The present invention relates generally to wireless broadcast transmissions and more particularly to a method for power consumption by an IEEE 802.11 client station containing both a Voice-over-Internet Protocol and an Internet Protocol paging application.
An IEEE 802.11 client station having both Voice-over-Internet Protocol (VoIP) and Internet Protocol paging applications must receive unicast VoIP messages, broadcast Address Resolution Protocol, or ARP, messages, and IP Multicast “paging” messages. In a typical computer network, unicast VoIP operation is a communications transmission between a single sender and a single receiver over a network.
In contrast to the unicast transmission of VoIP, paging is typically a multicast operation. Multicast is a technique that allows data, including data encapsulated in packet form, to be simultaneously transmitted to a selected set of destinations. Some networks, such as Ethernet, support multicast by allowing a network interface to belong to one or more multicast groups. In some applications of multicast, identical data is simultaneously transmitted to a selected set of destinations in a network, without obtaining acknowledgement that the transmission was received by the recipient devices. Multicast transmissions are also capable of being sent to a multicast address, which is typically a routing address that is used to address, i.e., designate, simultaneously all the computers in a group and usually identifies a group of computers that share a common protocol, as opposed to a group of computers that share a common network.
Thus, while multicast has a single sender and multiple recipients, unicast has but a single sender and a single recipient.

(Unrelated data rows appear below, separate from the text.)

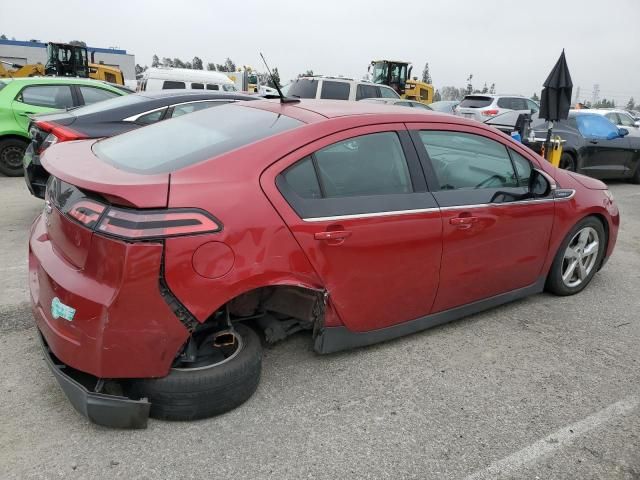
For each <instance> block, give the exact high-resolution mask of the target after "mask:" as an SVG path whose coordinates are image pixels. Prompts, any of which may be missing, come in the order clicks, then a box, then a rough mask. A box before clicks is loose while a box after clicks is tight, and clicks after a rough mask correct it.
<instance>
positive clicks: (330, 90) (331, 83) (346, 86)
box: [320, 80, 351, 100]
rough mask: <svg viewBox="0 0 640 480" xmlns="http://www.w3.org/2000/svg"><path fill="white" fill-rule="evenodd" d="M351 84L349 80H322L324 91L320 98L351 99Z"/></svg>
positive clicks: (340, 99) (329, 99)
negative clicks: (322, 81) (334, 81)
mask: <svg viewBox="0 0 640 480" xmlns="http://www.w3.org/2000/svg"><path fill="white" fill-rule="evenodd" d="M350 89H351V85H349V84H348V83H347V82H332V81H330V80H324V81H323V82H322V91H321V92H320V98H324V99H327V100H349V90H350Z"/></svg>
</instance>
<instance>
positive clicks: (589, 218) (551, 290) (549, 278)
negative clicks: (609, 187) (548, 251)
mask: <svg viewBox="0 0 640 480" xmlns="http://www.w3.org/2000/svg"><path fill="white" fill-rule="evenodd" d="M605 244H606V234H605V231H604V227H603V225H602V223H601V222H600V221H599V220H597V219H596V218H594V217H587V218H585V219H584V220H582V221H580V222H578V224H577V225H576V226H574V227H573V228H572V229H571V231H570V232H569V234H568V235H567V236H566V238H565V239H564V241H563V242H562V245H560V248H559V249H558V253H556V257H555V259H554V260H553V264H552V265H551V270H550V271H549V276H548V277H547V284H546V289H547V290H548V291H550V292H551V293H554V294H556V295H563V296H564V295H574V294H576V293H578V292H580V291H582V290H584V288H586V286H587V285H588V284H589V282H591V279H592V278H593V276H594V275H595V274H596V272H597V271H598V268H599V266H600V264H601V263H602V257H603V255H604V250H605Z"/></svg>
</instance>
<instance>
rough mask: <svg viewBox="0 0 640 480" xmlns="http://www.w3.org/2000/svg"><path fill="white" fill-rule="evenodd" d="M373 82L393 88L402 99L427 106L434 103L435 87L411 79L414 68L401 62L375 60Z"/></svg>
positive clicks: (370, 71)
mask: <svg viewBox="0 0 640 480" xmlns="http://www.w3.org/2000/svg"><path fill="white" fill-rule="evenodd" d="M372 68H373V73H372V81H373V82H374V83H379V84H382V85H388V86H389V87H391V88H393V89H394V90H395V91H396V92H398V94H399V95H400V96H401V97H402V98H406V99H407V100H415V101H417V102H420V103H424V104H426V105H428V104H430V103H431V102H433V85H430V84H428V83H425V82H420V81H418V78H417V77H413V78H411V70H412V69H413V66H412V65H411V63H410V62H403V61H400V60H373V61H372V62H371V65H369V72H370V73H371V69H372Z"/></svg>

Similar to multicast, broadcast operation is the transmission of signals that may be simultaneously received by stations that typically make no acknowledgement of the receipt of the transmission.
Address Resolution Protocol is a communications protocol used to map a selected Internet Protocol (IP) address to a preset Media Access Control (MAC) address. ARP matches higher-level IP addresses to the physical addresses of the destination host. It uses a lookup table (called an ARP cache) to perform the translation. When the address is not found in the ARP cache, a broadcast is sent out on the network with a special format called the ARP request. If one of the machines on the network recognizes its own IP address in the request, it sends an ARP reply back to the requesting host. The reply contains the physical hardware (MAC) address of the receiving host. The requesting host stores this address in its ARP cache so that all subsequent datagrams to this destination IP address can be translated to a physical address.
A Traffic Indication Message (TIM) may be found in an 802.11 Beacon Frame which is transmitted from an 802.11 access point (AP). In essence, a TIM is used by access points to tell power-save client devices that one or more unicast packets are waiting for them. A TIM consists of an array of bit flags, with one bit flag for each client associated with the AP. An AP sets a station's TIM bit to “1” if it has one or more frames buffered for the client. An AP sends Beacons at fixed intervals. If an 802.11 power-save station only needs to receive unicast frames, it can wake up to receive a Beacon, check its TIM bit, and immediately return to a “sleep” mode if the TIM bit is set to “0”.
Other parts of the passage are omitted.